Compliance after Peterson
There are several cost-effective, simple steps that all companies, however small, can take now to improve or “check” existing compliance efforts in the wake of Peterson:
- Train Often. It sounds simple, but training employees—early, often, and in different mediums—is an effective way of communicating the importance of a company’s anti-corruption initiatives. If necessary later, such training also illustrates to enforcement authorities a company’s substantial efforts in communicating that message. “Training often” does not necessarily mean a company has to initiate numerous trainings exclusively on anti-corruption issues. Use training sessions on other topics as opportunities to remind employees about the FCPA or other anti-corruption issues. Short discussions of recent cases or new developments not only keeps anti-corruption a “front of mind” issue, but can also invite discussion on real-world situations and how to deal with complicated issues.
- Document Your Efforts. Training, certifications, audits, and even hotline responses are meaningless without the proper documentation. Creating and maintaining a central repository of compliance-related information allows companies to explain their compliance efforts easily if the need ever arises. In the Peterson case, Morgan Stanley was able to identify the number of times it had provided training in Asia generally and to Peterson specifically.

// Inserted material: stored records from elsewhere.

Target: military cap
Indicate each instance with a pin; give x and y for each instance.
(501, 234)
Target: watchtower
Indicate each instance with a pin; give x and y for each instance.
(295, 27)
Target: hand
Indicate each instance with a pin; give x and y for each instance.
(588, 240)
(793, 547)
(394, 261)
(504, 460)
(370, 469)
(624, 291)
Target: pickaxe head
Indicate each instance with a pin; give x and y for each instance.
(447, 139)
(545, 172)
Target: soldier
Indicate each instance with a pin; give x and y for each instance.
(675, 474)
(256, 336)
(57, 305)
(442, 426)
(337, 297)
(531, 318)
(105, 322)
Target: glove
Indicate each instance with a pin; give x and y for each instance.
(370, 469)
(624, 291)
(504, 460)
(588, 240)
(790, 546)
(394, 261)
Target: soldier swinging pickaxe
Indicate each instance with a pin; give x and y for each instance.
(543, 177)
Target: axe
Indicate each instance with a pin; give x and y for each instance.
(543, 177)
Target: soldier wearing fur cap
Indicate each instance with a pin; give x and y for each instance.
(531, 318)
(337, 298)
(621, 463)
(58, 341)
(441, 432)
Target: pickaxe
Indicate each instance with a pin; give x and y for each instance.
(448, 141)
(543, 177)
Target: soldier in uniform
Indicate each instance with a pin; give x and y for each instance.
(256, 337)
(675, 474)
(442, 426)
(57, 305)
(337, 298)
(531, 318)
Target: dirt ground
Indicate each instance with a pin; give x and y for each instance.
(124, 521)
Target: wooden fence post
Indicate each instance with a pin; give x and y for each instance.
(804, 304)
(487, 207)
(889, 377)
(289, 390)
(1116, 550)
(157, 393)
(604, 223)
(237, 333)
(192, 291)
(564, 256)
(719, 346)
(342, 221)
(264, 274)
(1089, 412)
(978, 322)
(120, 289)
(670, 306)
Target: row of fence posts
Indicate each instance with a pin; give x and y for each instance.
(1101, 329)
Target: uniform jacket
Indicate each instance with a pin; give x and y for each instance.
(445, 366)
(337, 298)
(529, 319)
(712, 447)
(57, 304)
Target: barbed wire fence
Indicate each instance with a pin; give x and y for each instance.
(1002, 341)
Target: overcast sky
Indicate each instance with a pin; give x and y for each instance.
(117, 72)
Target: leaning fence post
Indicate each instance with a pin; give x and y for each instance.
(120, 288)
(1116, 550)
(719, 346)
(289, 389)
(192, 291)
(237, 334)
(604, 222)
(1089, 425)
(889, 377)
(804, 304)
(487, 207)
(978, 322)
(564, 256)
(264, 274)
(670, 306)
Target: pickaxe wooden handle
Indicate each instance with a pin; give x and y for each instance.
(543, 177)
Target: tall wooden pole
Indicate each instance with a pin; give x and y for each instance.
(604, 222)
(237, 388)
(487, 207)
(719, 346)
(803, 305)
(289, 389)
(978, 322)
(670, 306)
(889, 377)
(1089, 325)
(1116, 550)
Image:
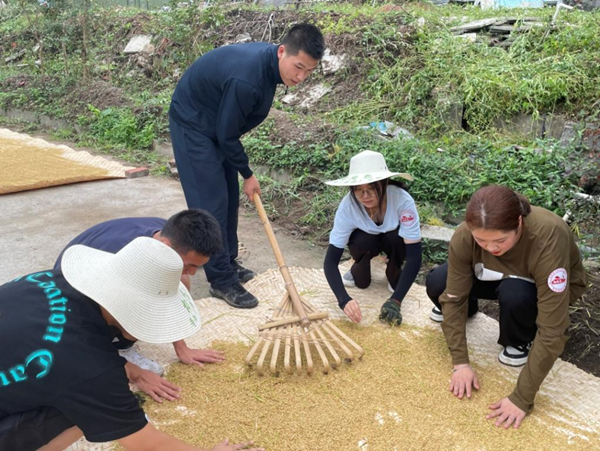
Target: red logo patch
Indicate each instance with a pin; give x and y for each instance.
(557, 280)
(407, 218)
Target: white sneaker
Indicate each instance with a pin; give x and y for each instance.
(132, 356)
(348, 280)
(436, 315)
(514, 355)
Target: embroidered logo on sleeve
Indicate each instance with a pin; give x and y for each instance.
(557, 280)
(407, 218)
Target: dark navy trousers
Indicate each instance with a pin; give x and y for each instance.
(209, 182)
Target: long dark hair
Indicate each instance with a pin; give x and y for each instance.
(380, 187)
(496, 207)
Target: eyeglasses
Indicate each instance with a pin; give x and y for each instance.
(365, 193)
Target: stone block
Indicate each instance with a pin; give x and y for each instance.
(137, 44)
(137, 172)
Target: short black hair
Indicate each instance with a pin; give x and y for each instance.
(193, 230)
(305, 37)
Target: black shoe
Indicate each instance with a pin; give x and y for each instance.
(515, 355)
(235, 295)
(436, 315)
(244, 274)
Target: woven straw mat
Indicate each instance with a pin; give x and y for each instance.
(569, 387)
(31, 163)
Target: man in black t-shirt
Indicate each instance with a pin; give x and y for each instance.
(196, 236)
(60, 375)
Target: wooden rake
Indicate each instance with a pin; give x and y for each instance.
(296, 324)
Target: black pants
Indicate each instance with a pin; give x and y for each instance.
(29, 431)
(517, 300)
(211, 183)
(364, 246)
(119, 341)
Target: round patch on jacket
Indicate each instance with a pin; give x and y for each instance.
(407, 218)
(557, 280)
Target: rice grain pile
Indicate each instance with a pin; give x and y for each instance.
(396, 398)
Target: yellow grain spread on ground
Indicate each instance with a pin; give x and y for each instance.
(396, 398)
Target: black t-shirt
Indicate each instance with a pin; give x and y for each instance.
(112, 236)
(57, 351)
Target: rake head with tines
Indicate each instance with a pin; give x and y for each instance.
(297, 325)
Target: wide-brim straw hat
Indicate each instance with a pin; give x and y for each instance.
(139, 286)
(367, 167)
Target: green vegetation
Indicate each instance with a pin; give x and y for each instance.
(405, 67)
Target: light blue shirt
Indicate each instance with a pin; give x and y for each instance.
(401, 210)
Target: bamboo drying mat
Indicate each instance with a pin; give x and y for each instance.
(28, 163)
(574, 392)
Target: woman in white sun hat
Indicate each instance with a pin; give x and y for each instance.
(60, 375)
(377, 215)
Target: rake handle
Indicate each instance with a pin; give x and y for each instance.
(289, 284)
(292, 319)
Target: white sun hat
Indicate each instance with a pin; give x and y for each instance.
(367, 167)
(139, 286)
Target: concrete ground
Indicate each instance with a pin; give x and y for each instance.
(36, 225)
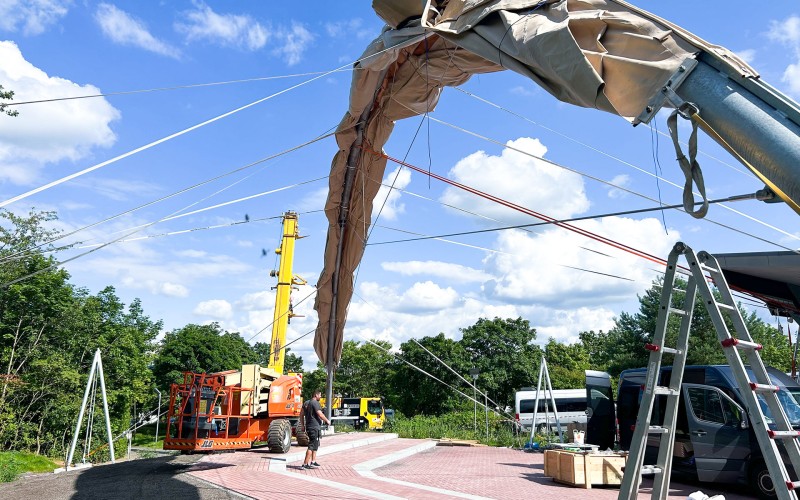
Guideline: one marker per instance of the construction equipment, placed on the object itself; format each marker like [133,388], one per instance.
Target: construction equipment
[548,388]
[233,409]
[363,413]
[782,459]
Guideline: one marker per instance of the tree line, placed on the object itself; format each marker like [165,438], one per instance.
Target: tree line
[50,329]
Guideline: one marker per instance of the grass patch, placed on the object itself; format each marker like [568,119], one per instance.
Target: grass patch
[14,463]
[456,425]
[145,437]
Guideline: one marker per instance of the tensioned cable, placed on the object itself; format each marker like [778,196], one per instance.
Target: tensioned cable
[177,87]
[226,203]
[205,228]
[581,143]
[573,219]
[597,179]
[732,198]
[179,192]
[519,208]
[182,132]
[635,193]
[313,291]
[134,231]
[425,373]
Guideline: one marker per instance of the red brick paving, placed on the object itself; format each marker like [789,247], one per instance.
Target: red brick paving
[486,472]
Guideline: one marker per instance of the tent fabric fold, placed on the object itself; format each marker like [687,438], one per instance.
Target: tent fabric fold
[591,53]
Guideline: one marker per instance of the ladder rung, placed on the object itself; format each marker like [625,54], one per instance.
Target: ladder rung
[666,391]
[783,434]
[674,310]
[710,269]
[763,387]
[741,344]
[656,348]
[653,469]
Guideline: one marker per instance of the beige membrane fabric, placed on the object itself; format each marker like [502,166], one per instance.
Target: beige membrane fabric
[591,53]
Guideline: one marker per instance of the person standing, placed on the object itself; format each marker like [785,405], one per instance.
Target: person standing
[313,418]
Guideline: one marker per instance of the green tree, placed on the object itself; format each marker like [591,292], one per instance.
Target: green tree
[622,347]
[503,351]
[363,369]
[566,364]
[413,392]
[49,331]
[200,349]
[8,95]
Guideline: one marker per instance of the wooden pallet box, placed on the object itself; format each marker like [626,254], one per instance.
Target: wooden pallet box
[572,468]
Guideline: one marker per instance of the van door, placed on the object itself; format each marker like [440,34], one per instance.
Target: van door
[601,421]
[719,441]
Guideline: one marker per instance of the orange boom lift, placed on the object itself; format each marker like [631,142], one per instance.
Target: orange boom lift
[231,410]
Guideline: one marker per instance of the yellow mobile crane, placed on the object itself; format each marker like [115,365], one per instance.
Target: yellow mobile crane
[232,409]
[286,280]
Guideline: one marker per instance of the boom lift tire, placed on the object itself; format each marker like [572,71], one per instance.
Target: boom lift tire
[279,437]
[300,433]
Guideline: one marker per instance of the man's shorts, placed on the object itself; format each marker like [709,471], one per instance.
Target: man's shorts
[313,439]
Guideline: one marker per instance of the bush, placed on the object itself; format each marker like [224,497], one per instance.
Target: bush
[456,425]
[10,467]
[14,463]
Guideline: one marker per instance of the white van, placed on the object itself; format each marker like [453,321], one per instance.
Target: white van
[570,404]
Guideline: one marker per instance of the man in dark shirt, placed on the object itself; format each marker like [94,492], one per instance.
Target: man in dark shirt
[313,418]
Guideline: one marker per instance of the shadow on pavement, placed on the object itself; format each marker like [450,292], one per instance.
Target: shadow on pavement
[147,478]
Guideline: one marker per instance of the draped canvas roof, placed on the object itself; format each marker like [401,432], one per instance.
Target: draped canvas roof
[602,54]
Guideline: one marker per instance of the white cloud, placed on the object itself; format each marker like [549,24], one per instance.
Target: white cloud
[539,268]
[32,17]
[748,55]
[622,180]
[42,134]
[520,179]
[445,270]
[171,290]
[216,309]
[230,30]
[314,200]
[392,206]
[192,254]
[527,91]
[421,298]
[124,29]
[294,41]
[787,32]
[348,29]
[118,189]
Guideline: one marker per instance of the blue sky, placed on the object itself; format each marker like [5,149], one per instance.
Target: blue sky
[216,272]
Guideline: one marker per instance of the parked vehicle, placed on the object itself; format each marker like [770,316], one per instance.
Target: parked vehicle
[362,413]
[570,405]
[713,438]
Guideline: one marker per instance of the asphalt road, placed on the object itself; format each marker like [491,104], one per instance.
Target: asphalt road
[162,477]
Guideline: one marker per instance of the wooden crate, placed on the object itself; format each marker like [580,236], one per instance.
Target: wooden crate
[572,468]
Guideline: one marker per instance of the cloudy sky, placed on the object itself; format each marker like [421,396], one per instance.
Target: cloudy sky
[191,216]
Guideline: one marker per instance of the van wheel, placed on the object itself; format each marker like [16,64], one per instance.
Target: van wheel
[760,480]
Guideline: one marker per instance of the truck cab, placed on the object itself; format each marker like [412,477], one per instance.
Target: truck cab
[714,441]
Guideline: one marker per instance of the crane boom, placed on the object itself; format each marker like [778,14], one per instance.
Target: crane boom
[283,309]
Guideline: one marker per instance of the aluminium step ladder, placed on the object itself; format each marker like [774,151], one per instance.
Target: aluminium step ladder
[732,344]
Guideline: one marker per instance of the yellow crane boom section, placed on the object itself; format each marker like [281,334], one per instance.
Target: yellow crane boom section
[283,292]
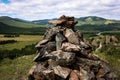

In fact, Morgan Stanley was able to show that it had informed Peterson that employees of the state-owned entity at issue were government officials for purposes of the FCPA.8 Recording that level of detail allows companies to plan proactively to address any issues that may arise later.
- Assess Efficacy of Existing Processes. Implementing compliance processes is an essential first step to an effective compliance program. It is equally important to review those processes on a regular basis once they are in place to confirm that they do, in fact, address the company’s needs. For example, many companies have a compliance “hotline” in the form of online reporting, an actual telephone number for employees to call, or both. But is the hotline available in multiple languages? Is there a defined process for addressing tips and questions from the hotline? And is that process—along with its results—well documented and communicated to relevant senior management? Even if the hotline, or any other process or policy, is working well, conducting periodic assessments provides greater insight into the overall effectiveness of the company’s compliance efforts.
- Target Compliance Efforts. In a changing business world and an ever-evolving regulatory landscape, an effective compliance program should evolve to mirror business realities. Corporate growth into high-risk areas may require new or revised compliance initiatives. Hotline reports regarding entertainment issues may lead to increased training on gifts and entertainment across the company or to specific offices or regions. Targeting compliance efforts to address specific business needs allows a company to show that its compliance program is both dynamic and responsive—not merely a “plan on paper.”
Each of these steps—training, documentation, assessment, targeting—is a simple way to refine and improve existing policies in a meaningful, but cost-effective way. While not every company needs (or can afford) 500 compliance professionals, every company can takes steps to increase its education efforts, improve its record-keeping, and audit the effectiveness of its own policies and procedures.